Oracle Scratchpad

March 18, 2011

ASSM ouch!

Filed under: ASSM,Infrastructure,Oracle — Jonathan Lewis @ 6:20 pm GMT Mar 18,2011

Here’s a nasty little surprise I got last week while investigating an oddity with stats collection. I wanted to create a table in an ASSM tablespace and populate it from two or three separate sessions simultaneously so that I could get some “sparseness” in the data load. So I created a table and ran up 17 concurrent sessions to insert a few rows each. Because I wanted to know where the rows were going I got every session to dump the bitmap space management block at the start of the segment – the results were surprising.

I was using 11.1.0.6, with a locally managed tablespace with 1MB uniform extents, 8KB blocks, and ASSM. Here’s the basic code:

create table t1 (
	n1	number,
	v1	varchar2(100)
)
tablespace test_8k_assm
;

--
--  17 sessions then synchronised to do the following
--

begin
	for i in 1..3 loop
		insert into t1 values(i, rpad('x',100));
		commit;
	end loop;
end;
/

alter system flush buffer_cache;
execute dump_seg('t1',1,'table',0)

(The dump_seg() procedure is just a simple bit of code I wrote to dump selected blocks from a named segment.)
The results I saw in the bitmap block were so bizarre that I then ran the following query:

select
	dbms_rowid.rowid_block_number(rowid) as block_id,
	count(*)
from
	t1
group by
	dbms_rowid.rowid_block_number(rowid)
order by
	block_id
;

Remember, I was using 8KB blocks and 1MB uniform extents – which means 128 blocks per extent – and I had started with a completely new, clean, tablespace.
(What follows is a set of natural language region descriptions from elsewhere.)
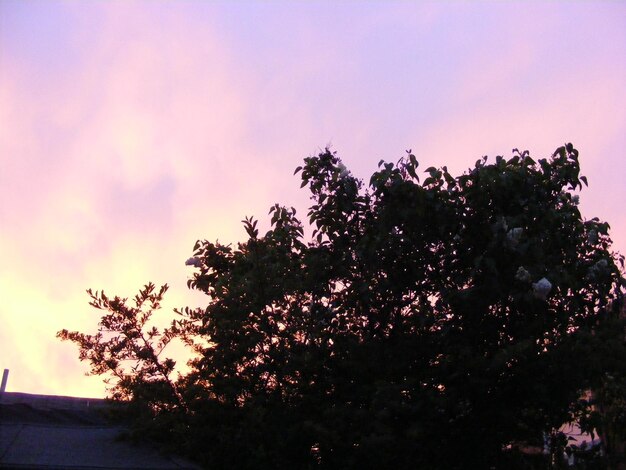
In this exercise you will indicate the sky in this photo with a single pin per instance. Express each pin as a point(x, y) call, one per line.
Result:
point(130, 129)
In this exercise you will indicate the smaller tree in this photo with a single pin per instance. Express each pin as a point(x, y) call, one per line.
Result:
point(129, 351)
point(426, 324)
So how many blocks do you think I had allocated to the table ? Here are the results of my query:

  BLOCK_ID   COUNT(*)
---------- ----------
        40          3
        41          3
        43          3
       106          3
       110          3
       112          3
       165          3
       173          3
       236          3
       303          3
       433          3
       464          3
       541          3
       555          3
       563          3
       626          3
      1000          3

What you see here is a table which has managed to allocate several extents – despite the fact that the 17 sessions could have inserted their data into 17 separate blocks in the first extent of the table. The table had grown to nine extents – although it hadn’t even put data into all the extents – and according to dbms_stats.gather_table_stats()there were 1,088 blocks in the table !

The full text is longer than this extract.